Originally from Madrid, Spain, Virginia Rivera has been strongly influenced by the voices of U.S Soul artists like Donny Hathaway, Etta James and Millie Jackson. Since she started working professionally on stage at the age of 16, she has explored several styles of ‘black music’ including neo soul, hip hop, reggae and gospel.
Her first release was the reggae song “Womankind”, which was featured on the flipside of a Nansa Records released 12″ max-single that featured Little Roy’s “Man You Better Come First” on the A-Side. The song, produced by Santiago Villaverde and Roberto Sánchez is a declaration of intentions from a nowadays woman’s point of view.
Between November 2015 and March 2016 she started writing and composing songs for her debut album alongside Cantabrian singer and composer Marc Ibarz aka Marcus I. Together they created four soul tracks, which were produced by Virginia Rivera herself and Santiago Villaverde and recorded at the Tuxcone Studio in Madrid.

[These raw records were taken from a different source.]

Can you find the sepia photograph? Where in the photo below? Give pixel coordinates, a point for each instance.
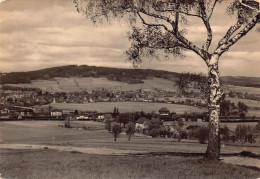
(129, 89)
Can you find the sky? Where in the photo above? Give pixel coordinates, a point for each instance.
(37, 34)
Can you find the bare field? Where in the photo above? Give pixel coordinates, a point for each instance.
(68, 153)
(126, 107)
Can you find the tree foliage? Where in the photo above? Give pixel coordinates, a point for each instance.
(157, 29)
(130, 129)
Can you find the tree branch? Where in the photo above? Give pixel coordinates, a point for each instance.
(212, 9)
(189, 45)
(230, 32)
(155, 25)
(225, 46)
(205, 19)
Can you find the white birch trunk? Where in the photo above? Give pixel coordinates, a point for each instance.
(215, 94)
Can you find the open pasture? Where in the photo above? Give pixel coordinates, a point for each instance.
(49, 133)
(126, 107)
(242, 89)
(48, 163)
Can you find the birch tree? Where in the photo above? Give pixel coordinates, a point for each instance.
(161, 32)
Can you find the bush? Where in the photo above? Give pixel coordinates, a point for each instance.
(130, 129)
(164, 131)
(242, 115)
(153, 132)
(67, 123)
(180, 123)
(202, 134)
(108, 125)
(116, 130)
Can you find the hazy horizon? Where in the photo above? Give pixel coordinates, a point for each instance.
(43, 34)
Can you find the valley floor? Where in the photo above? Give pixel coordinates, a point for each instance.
(41, 149)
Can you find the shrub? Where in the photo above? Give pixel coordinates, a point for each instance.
(164, 131)
(153, 132)
(116, 130)
(67, 123)
(180, 123)
(202, 134)
(130, 129)
(108, 125)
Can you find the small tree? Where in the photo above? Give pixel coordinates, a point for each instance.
(108, 125)
(116, 130)
(130, 129)
(224, 132)
(124, 118)
(158, 27)
(202, 134)
(67, 123)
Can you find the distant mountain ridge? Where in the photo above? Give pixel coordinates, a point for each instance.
(132, 76)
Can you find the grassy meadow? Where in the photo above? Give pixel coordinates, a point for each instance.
(52, 164)
(160, 157)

The next year she continued working on the rest of the tracks in collaboration with esteemed producer and musician Roberto Sánchez of A-Lone Productions. Together they wrote and recorded one soul track and six roots reggae tunes. These seven songs alongside the four previously recorded tracks are included on Virginia Rivera’s aptly titled debut set “Roots For The Soul”.
REGGAE AND SOUL STYLES
And thus the 11-track album sees Virginia Rivera exploring the reggae and soul styles. Her undeniable great talent and vocal skills make that she’s capable of sparking some colourful vibes in both music styles. Although the diehard reggae fan probably won’t be able to fully appreciate the soul tracks, the listener with a broader music taste will see it as a very welcomed addition, especially because Virginia Rivera can sing! She has pipes!
The opener, “Inner Mastery”, marks a good start for the reggae-centric part of the album. Next we have a reggae tune which is, arguably, even stronger, the absolutely gorgeous “Healing”. This one is underpinned by a simply wonderful riddim.

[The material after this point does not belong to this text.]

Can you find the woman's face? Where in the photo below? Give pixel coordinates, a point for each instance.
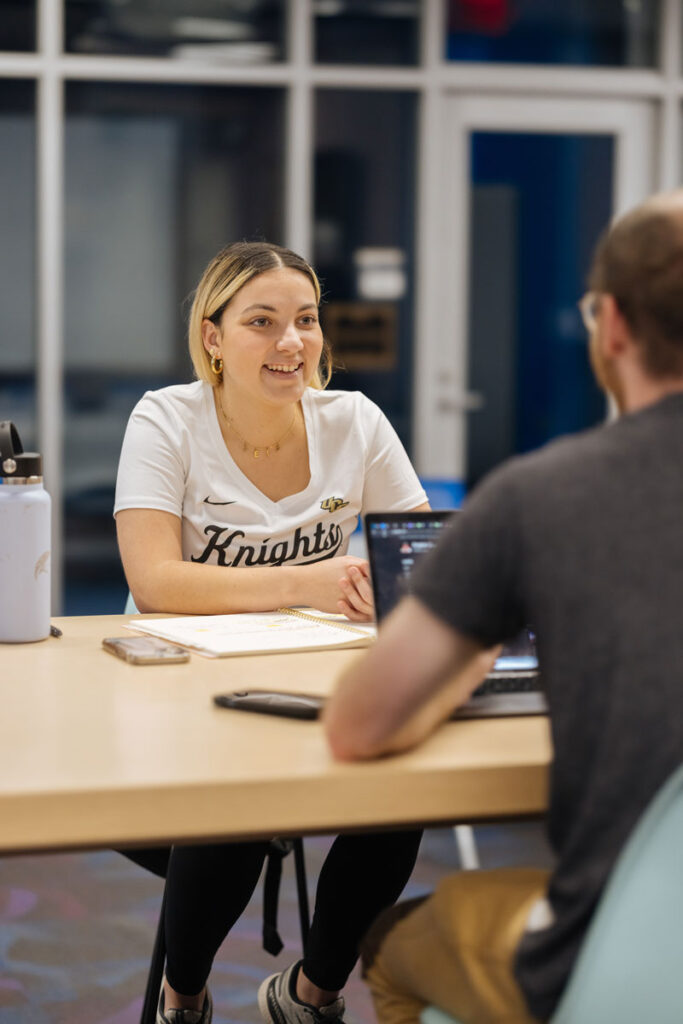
(269, 337)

Another real good effort is the delightful sounding “Fire She Becomes”, while the scintillating “Revolution” leaves a serious impression. “Live And Learn” is an all around gem of a song, one that simply urges the listener to push the repeat button. And then there’s the superb “Easy Living Woman”, which rounds off in great style. Most impressive song outside the reggae idiom has to be “Get To Your Love”, a brilliant song that somehow reminds of Etta James’ “I’d Rather Go Blind”.